In digital preservation, fixity is often presented alongside the concept of checksums, an amazing piece of math that lets us create a fairly unique signature for files based on the bytes they contain. This piece of fixity information can be used to detect very small changes in an object.

But fixity information can also be other things like the size and location of a file. And these pieces of fixity information can be used to detect much bigger changed such as has a file been partially or completely lost. And frankly, in my experience and others, complete loss is more common than the slow trickle of bit flips detected by checksums. If you want a physical example, think of how much damage is caused by theft or natural disaster.

Existence Fixity in Practice

Going back to the data loss incident at the Queen Elizabeth II Library, the server failure was likely detected in a fixity check to ensure that the server migration was completed successfully. They may not have called it a fixity check, but from a digital preservation perspective it was. And it’s a useful check to incorporate into your own workflows.

For example, if you use bags in your workflows, many tools have a completeness check that compares the expected list of files in the manifest with the files present on the file system.

In Bagger, it’s the yellow cube icon.

Screenshot of Bagger Completeness Check Button

And in bagit-python, it’s the --completeness-only option.
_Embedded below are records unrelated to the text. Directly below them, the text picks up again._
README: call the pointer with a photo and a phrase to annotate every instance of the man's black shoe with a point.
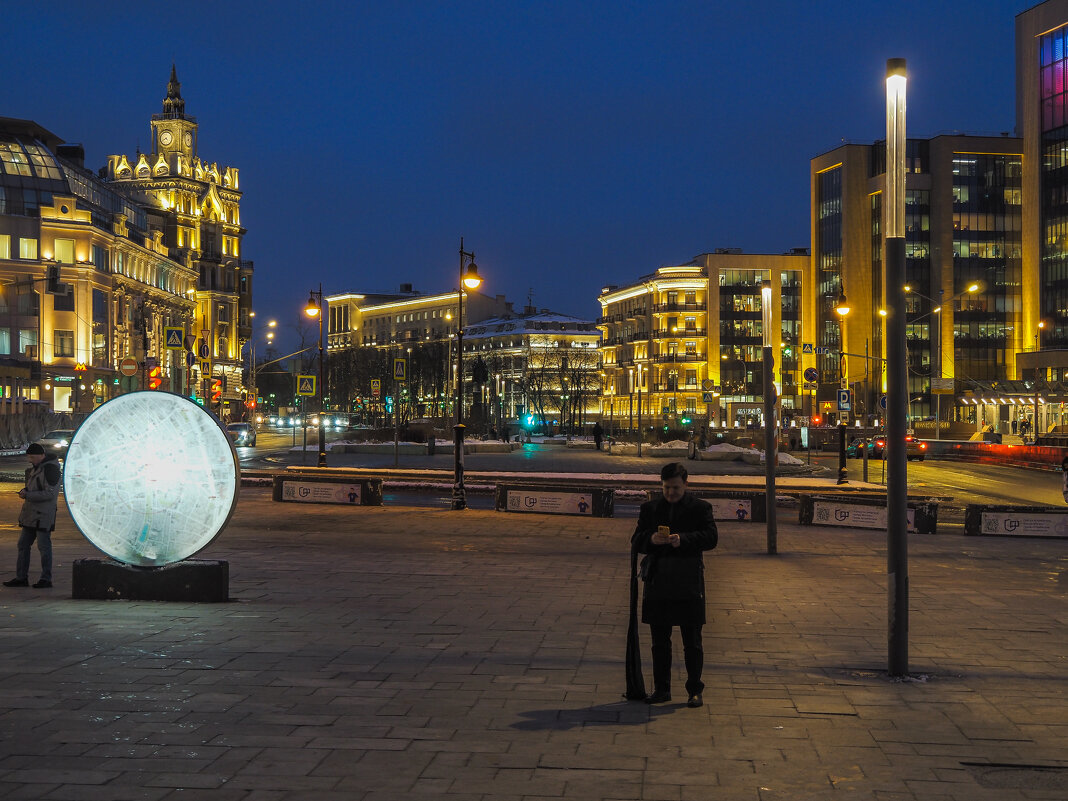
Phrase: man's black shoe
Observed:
(659, 696)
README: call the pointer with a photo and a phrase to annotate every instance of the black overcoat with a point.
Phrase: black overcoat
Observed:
(674, 578)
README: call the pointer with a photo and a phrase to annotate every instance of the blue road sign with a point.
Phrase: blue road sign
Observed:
(844, 402)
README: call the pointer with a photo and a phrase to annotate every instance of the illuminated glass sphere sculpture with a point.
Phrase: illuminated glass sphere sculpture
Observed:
(151, 478)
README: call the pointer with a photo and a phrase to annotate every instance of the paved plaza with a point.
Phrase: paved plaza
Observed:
(379, 654)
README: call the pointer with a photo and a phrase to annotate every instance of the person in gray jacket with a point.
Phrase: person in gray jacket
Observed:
(37, 517)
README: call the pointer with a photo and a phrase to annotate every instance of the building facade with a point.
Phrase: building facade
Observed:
(542, 368)
(365, 332)
(964, 271)
(194, 210)
(684, 346)
(87, 278)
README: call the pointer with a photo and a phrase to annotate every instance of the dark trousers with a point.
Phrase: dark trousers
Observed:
(44, 538)
(693, 654)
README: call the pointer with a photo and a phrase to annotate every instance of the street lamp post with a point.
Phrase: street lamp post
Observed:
(897, 388)
(314, 309)
(470, 280)
(770, 456)
(1038, 346)
(842, 309)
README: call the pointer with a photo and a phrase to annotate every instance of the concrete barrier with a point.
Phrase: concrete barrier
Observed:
(548, 499)
(984, 519)
(203, 581)
(314, 488)
(733, 505)
(864, 512)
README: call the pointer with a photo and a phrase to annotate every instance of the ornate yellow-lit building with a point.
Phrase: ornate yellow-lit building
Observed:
(682, 346)
(93, 269)
(197, 207)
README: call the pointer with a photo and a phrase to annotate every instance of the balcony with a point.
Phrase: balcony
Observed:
(679, 358)
(669, 387)
(678, 333)
(668, 308)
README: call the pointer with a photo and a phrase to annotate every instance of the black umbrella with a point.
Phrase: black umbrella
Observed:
(635, 682)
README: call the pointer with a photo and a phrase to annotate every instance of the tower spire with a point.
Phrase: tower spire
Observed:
(173, 105)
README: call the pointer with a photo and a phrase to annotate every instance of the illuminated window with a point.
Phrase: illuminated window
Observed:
(64, 251)
(13, 159)
(64, 343)
(28, 341)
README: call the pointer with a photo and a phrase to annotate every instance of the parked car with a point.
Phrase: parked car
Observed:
(914, 449)
(856, 448)
(57, 441)
(242, 434)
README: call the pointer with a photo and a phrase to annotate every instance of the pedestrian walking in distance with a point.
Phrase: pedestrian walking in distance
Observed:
(37, 517)
(674, 531)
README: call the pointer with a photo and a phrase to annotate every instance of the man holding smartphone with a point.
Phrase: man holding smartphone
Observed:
(673, 532)
(37, 517)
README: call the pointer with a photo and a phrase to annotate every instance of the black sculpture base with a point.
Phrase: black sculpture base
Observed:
(105, 579)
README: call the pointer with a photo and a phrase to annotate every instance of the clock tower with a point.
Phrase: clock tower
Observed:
(173, 131)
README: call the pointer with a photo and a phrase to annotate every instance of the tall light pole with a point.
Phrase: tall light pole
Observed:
(770, 456)
(897, 387)
(842, 309)
(254, 370)
(1038, 346)
(470, 280)
(314, 309)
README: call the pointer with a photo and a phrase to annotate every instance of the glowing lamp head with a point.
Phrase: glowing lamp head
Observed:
(842, 308)
(471, 278)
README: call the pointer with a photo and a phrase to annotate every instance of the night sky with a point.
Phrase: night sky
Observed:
(571, 144)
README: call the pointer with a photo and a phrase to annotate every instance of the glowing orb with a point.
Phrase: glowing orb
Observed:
(151, 478)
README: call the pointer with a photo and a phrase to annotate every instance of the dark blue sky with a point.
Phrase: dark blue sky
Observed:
(571, 144)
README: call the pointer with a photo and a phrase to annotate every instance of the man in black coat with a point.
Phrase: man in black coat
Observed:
(674, 531)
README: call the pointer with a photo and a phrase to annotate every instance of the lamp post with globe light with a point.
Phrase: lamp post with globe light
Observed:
(842, 309)
(770, 457)
(314, 309)
(469, 280)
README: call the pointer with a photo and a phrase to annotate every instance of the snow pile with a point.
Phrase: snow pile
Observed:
(725, 448)
(676, 444)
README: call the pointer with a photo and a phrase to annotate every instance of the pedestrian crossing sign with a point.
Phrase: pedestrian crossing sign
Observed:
(174, 338)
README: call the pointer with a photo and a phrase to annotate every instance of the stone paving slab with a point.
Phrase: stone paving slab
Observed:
(373, 654)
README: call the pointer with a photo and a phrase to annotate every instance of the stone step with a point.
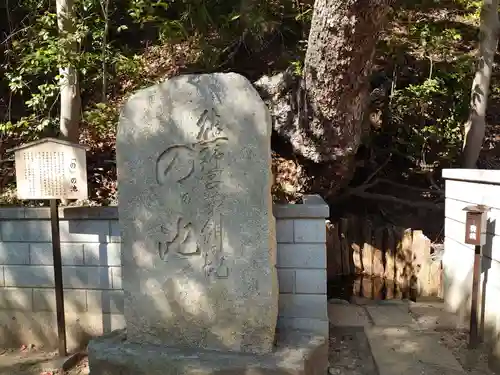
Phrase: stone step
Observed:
(402, 350)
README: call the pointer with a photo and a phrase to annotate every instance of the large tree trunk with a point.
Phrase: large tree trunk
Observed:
(70, 90)
(476, 125)
(322, 118)
(342, 41)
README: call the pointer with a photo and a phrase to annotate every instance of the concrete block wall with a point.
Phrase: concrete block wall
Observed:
(465, 187)
(90, 247)
(91, 257)
(301, 263)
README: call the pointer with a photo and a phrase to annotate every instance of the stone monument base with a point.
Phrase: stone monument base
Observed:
(296, 353)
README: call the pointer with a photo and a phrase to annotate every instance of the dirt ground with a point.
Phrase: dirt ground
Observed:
(475, 361)
(350, 354)
(32, 361)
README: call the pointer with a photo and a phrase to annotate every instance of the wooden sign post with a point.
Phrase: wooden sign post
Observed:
(52, 169)
(475, 234)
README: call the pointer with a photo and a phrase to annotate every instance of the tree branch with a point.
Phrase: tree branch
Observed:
(415, 188)
(395, 200)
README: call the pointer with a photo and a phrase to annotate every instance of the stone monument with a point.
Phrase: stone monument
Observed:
(198, 235)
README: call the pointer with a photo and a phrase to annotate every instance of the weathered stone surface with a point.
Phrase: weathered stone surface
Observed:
(198, 252)
(295, 354)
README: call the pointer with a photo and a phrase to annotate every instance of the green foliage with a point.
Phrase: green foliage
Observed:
(432, 74)
(34, 49)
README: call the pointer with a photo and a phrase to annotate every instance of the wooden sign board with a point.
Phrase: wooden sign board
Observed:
(51, 169)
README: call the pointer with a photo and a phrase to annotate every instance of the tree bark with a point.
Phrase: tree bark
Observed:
(70, 90)
(335, 87)
(476, 124)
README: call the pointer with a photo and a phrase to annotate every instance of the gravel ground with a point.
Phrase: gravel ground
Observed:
(349, 355)
(350, 352)
(475, 361)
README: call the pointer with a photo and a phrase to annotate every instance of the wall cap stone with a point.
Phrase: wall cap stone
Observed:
(65, 213)
(314, 207)
(490, 176)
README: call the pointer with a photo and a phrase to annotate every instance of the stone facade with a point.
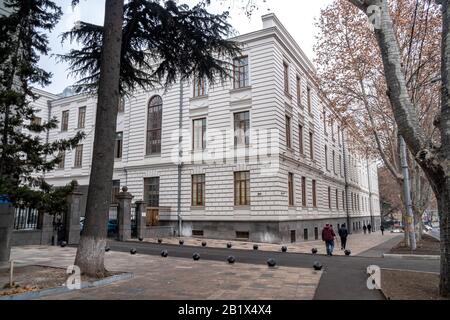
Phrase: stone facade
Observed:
(288, 117)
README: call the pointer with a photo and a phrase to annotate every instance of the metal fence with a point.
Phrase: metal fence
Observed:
(26, 219)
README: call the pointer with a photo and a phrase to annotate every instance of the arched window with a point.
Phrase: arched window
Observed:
(154, 123)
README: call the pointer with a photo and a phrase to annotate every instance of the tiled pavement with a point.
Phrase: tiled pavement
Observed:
(357, 243)
(176, 278)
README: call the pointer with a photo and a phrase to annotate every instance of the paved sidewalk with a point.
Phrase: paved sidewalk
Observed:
(178, 278)
(357, 243)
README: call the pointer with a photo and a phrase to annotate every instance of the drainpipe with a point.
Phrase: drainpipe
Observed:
(180, 156)
(349, 229)
(369, 180)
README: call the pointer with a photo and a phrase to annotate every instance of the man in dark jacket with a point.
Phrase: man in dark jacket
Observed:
(343, 234)
(328, 236)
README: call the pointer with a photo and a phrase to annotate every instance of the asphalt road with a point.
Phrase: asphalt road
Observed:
(344, 278)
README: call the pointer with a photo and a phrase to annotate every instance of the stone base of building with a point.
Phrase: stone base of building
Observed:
(276, 232)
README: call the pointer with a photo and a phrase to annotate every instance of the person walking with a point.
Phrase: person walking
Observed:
(343, 234)
(328, 236)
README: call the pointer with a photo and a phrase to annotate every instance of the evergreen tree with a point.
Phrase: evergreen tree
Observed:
(24, 156)
(161, 42)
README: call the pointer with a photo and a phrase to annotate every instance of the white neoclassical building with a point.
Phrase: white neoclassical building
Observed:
(262, 157)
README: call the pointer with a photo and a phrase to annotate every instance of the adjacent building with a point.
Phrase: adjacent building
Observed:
(261, 157)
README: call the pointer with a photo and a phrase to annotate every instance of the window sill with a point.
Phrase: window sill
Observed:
(150, 156)
(244, 207)
(199, 98)
(197, 208)
(236, 90)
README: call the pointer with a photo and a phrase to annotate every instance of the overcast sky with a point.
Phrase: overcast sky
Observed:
(297, 16)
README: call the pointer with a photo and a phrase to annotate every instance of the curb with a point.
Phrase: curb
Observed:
(58, 290)
(411, 256)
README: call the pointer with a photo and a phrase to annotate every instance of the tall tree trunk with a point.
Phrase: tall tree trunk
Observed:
(91, 250)
(442, 184)
(433, 159)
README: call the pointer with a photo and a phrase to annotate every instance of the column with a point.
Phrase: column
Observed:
(6, 226)
(72, 218)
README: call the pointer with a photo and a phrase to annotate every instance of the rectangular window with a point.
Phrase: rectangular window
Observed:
(36, 121)
(308, 95)
(286, 77)
(314, 193)
(62, 156)
(329, 198)
(199, 87)
(240, 72)
(288, 132)
(339, 135)
(337, 199)
(291, 188)
(332, 129)
(198, 190)
(78, 156)
(300, 139)
(304, 192)
(115, 191)
(65, 121)
(151, 192)
(334, 162)
(199, 134)
(121, 105)
(118, 145)
(242, 129)
(81, 117)
(242, 188)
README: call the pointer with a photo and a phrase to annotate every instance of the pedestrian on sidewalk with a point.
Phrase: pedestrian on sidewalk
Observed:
(343, 234)
(328, 236)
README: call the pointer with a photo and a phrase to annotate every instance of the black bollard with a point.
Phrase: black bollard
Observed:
(317, 266)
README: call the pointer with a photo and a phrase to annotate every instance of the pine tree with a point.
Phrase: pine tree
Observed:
(161, 42)
(23, 154)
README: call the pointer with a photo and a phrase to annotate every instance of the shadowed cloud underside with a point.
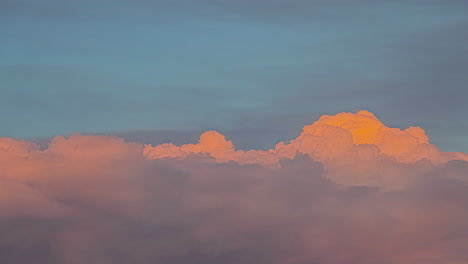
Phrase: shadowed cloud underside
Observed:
(348, 189)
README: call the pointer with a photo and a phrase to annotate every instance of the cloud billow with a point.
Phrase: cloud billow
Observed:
(347, 190)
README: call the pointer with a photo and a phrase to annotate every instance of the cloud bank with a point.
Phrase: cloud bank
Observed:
(348, 189)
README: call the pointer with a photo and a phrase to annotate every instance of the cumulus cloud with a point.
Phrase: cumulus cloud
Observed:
(348, 189)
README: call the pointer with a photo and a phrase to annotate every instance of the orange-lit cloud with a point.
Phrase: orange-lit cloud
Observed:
(348, 189)
(343, 143)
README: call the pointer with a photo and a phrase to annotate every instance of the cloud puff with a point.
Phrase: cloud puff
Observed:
(345, 143)
(347, 190)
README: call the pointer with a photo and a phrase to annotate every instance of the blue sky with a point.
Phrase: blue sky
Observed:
(256, 70)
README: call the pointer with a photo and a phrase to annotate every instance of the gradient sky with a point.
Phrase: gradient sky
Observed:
(260, 67)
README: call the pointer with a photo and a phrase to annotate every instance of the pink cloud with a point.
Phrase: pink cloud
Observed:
(348, 189)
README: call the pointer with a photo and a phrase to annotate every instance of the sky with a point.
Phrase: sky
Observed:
(226, 132)
(256, 70)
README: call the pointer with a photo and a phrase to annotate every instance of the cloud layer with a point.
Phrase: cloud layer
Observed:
(348, 189)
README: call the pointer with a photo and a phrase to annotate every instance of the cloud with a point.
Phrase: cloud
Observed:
(344, 143)
(348, 189)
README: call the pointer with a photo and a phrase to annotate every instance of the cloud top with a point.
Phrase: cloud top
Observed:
(348, 189)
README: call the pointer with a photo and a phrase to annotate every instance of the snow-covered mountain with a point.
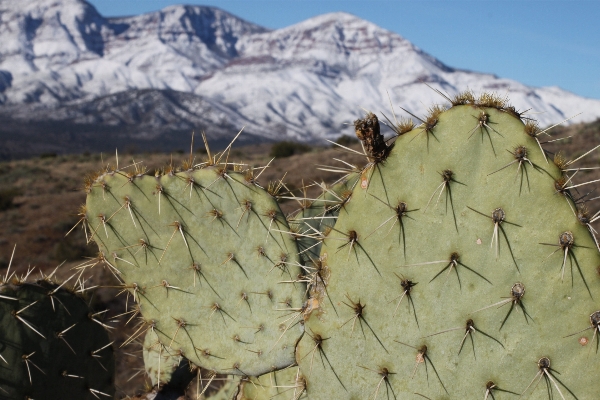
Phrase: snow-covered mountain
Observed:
(194, 67)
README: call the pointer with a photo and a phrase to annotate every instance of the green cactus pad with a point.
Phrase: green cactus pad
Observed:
(287, 383)
(51, 345)
(320, 215)
(202, 252)
(163, 366)
(458, 271)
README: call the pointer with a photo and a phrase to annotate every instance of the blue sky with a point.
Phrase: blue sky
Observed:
(539, 43)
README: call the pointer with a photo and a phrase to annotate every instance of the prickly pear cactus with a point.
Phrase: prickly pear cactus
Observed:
(51, 345)
(163, 366)
(204, 252)
(286, 383)
(318, 216)
(462, 268)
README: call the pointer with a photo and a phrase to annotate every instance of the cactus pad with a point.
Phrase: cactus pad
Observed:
(460, 269)
(203, 253)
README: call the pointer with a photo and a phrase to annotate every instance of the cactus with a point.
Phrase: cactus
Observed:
(466, 249)
(203, 250)
(166, 368)
(286, 383)
(316, 217)
(52, 346)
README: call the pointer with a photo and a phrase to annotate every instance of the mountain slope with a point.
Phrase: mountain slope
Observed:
(142, 76)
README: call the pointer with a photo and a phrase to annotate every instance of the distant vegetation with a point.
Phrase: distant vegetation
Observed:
(346, 140)
(287, 149)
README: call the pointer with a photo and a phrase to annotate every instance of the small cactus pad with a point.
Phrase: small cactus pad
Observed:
(286, 383)
(205, 252)
(163, 366)
(460, 270)
(51, 345)
(317, 218)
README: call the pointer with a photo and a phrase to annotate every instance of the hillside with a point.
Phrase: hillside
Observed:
(73, 80)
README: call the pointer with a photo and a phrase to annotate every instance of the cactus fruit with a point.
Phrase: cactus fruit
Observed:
(204, 251)
(466, 249)
(51, 345)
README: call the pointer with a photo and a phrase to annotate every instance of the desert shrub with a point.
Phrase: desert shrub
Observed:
(7, 197)
(346, 140)
(287, 149)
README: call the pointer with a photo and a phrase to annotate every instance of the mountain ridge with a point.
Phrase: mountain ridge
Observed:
(61, 60)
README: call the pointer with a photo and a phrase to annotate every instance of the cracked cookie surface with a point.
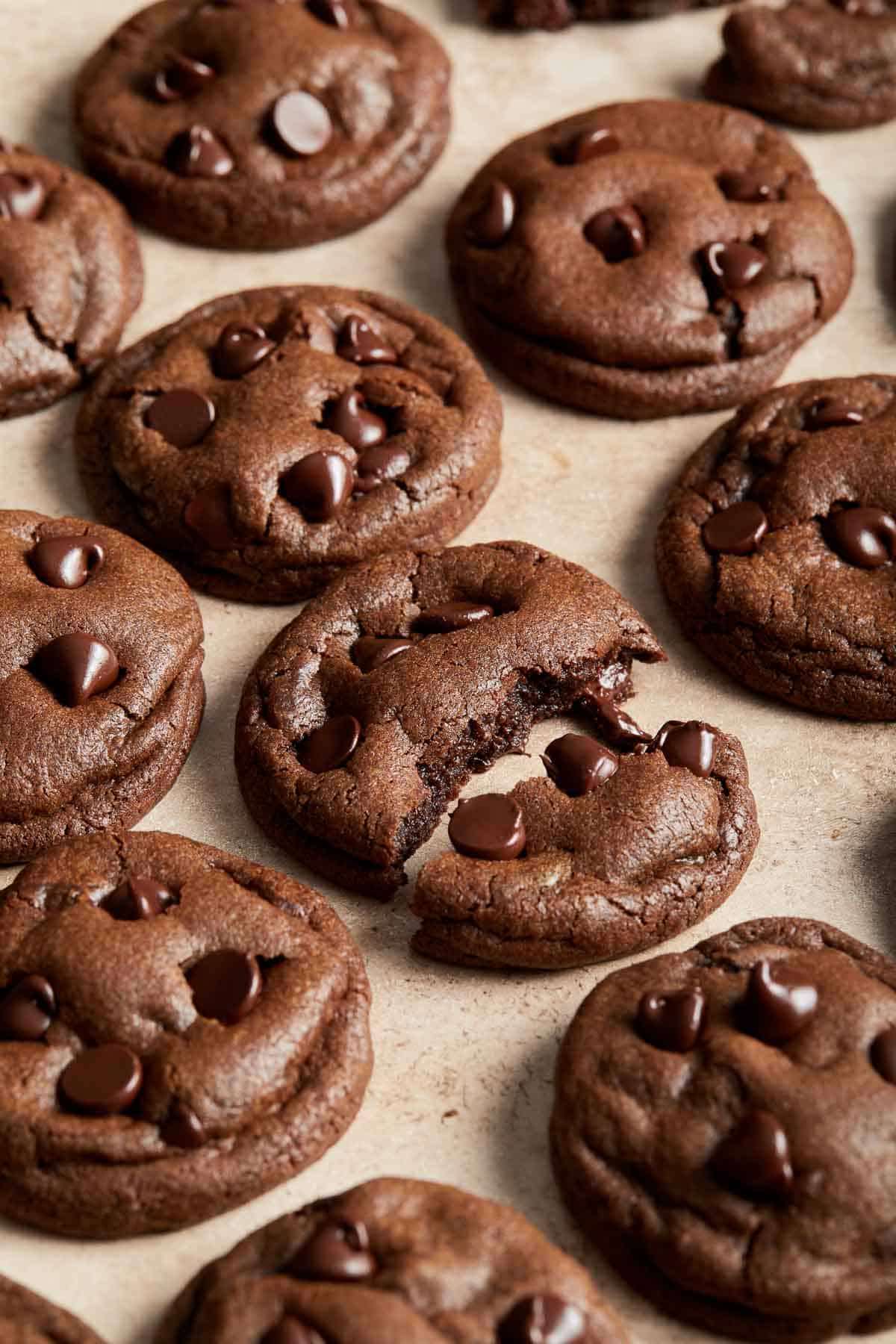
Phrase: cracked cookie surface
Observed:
(179, 1031)
(647, 258)
(723, 1129)
(269, 440)
(777, 546)
(70, 277)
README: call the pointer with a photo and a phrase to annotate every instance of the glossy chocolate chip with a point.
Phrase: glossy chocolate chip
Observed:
(578, 764)
(226, 986)
(780, 1003)
(672, 1021)
(66, 561)
(102, 1081)
(755, 1157)
(27, 1009)
(494, 218)
(618, 234)
(198, 152)
(488, 827)
(349, 417)
(181, 417)
(736, 530)
(862, 537)
(319, 485)
(543, 1319)
(371, 651)
(337, 1251)
(75, 667)
(331, 745)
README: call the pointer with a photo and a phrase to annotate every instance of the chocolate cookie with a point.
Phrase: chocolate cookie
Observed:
(777, 546)
(371, 710)
(394, 1260)
(270, 440)
(822, 63)
(264, 125)
(102, 660)
(70, 277)
(648, 258)
(723, 1129)
(179, 1031)
(615, 853)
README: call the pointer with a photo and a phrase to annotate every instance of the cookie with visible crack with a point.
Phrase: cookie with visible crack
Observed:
(264, 125)
(371, 710)
(723, 1130)
(269, 440)
(777, 546)
(648, 258)
(180, 1030)
(615, 853)
(70, 277)
(102, 660)
(394, 1260)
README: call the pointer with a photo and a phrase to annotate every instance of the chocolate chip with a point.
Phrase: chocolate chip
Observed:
(494, 218)
(778, 1004)
(672, 1021)
(66, 561)
(349, 418)
(198, 152)
(736, 530)
(488, 827)
(755, 1157)
(226, 986)
(543, 1320)
(371, 651)
(578, 764)
(102, 1081)
(181, 417)
(862, 537)
(337, 1251)
(618, 234)
(319, 485)
(27, 1009)
(331, 745)
(75, 667)
(240, 347)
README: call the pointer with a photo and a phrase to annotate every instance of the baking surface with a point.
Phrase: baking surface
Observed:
(461, 1089)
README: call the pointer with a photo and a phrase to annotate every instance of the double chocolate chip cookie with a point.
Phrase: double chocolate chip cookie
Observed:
(615, 853)
(179, 1031)
(101, 660)
(238, 124)
(723, 1128)
(269, 440)
(777, 546)
(648, 258)
(70, 277)
(394, 1260)
(822, 63)
(371, 710)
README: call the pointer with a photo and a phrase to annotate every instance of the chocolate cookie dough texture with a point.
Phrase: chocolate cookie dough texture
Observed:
(394, 1260)
(723, 1130)
(824, 63)
(70, 277)
(101, 660)
(179, 1031)
(371, 710)
(264, 125)
(648, 258)
(615, 853)
(777, 546)
(270, 440)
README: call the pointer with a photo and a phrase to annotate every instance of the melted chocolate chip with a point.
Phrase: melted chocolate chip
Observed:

> --validate --completeness-only path/to/bag

The benefit of these tools is that checking for the existence of a file is much, much faster than validating the checksums of a file. Because checksums are calculated based on every bit of a bytestream, validation requires reading every bit. On the other hand, completeness only requires reading file directory tables. You can’t detect bit-level changes, but in the face of a disaster, crime, or another event, you can survey the fixity of an entire collection relatively quickly.

For a more general overview of fixity, I recommend the report What is Fixity, and When Should I be Checking It? published by the NDSA.